Earlier this week, the four astronauts who are counting on Space Exploration Technologies Corp. to safely ferry them to and from the International Space Station spent time at the company’s Hawthorne, California, headquarters with employees. Chief Operating Officer Gwynne Shotwell presided over the event, which Musk didn’t attend, at least while journalists were present.
Musk is also the founder of the infrastructure startup the Boring Co. and Neuralink, which is developing brain-machine interfaces to connect humans and computers.
The Tesla board’s job has become increasingly complex this month. Just Tuesday, three directors announced they had formed a special committee to evaluate the not-yet-seen details of Musk’s go-private plan.

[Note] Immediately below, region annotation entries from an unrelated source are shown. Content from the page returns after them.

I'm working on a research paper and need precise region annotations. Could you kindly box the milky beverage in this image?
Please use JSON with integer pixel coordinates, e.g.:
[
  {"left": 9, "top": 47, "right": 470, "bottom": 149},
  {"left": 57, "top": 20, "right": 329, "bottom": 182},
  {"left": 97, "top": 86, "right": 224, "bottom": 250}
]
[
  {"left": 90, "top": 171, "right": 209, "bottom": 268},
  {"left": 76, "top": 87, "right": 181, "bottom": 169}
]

The proposal appears tenuous, with one analyst putting the chance at less than 50 percent. The committee has yet to announce which bank they have retained to act as a financial adviser. A Securities and Exchange Commission probe into Musk’s tweet and other company statements is intensifying, with a subpoena already issued.
And unlike SpaceX, Tesla doesn’t have a chief operating officer or clear No. 2 in place. Musk told the New York Times he has no plans to give up his dual roles as chairman and CEO but also said that “if you have anyone who can do a better job, please let me know. Is there someone who can do the job better? They can have the reins right now.”
Tesla’s communications team — which has spoken in turn on behalf of the company, the board and Musk himself — didn’t immediately comment on the Times story, the board’s activities or whether the company is actively looking for a COO. Tesla board members didn’t respond to several requests for comment; they often forward journalists’ inquiries to Tesla’s communications team.
“Tesla’s board needs to think long and hard about their relationship with their CEO, as their own reputations are very much at risk. They are the last responsible party here, besides the U.S. government,” said Charles Elson, director of the John L. Weinberg Center for Corporate Governance at the University of Delaware. “The actions of the last few weeks have caused a crisis of confidence in Musk’s leadership. Tesla’s board is viewed as being very close to Musk, but they have legal and ethical obligations to shareholders besides him.”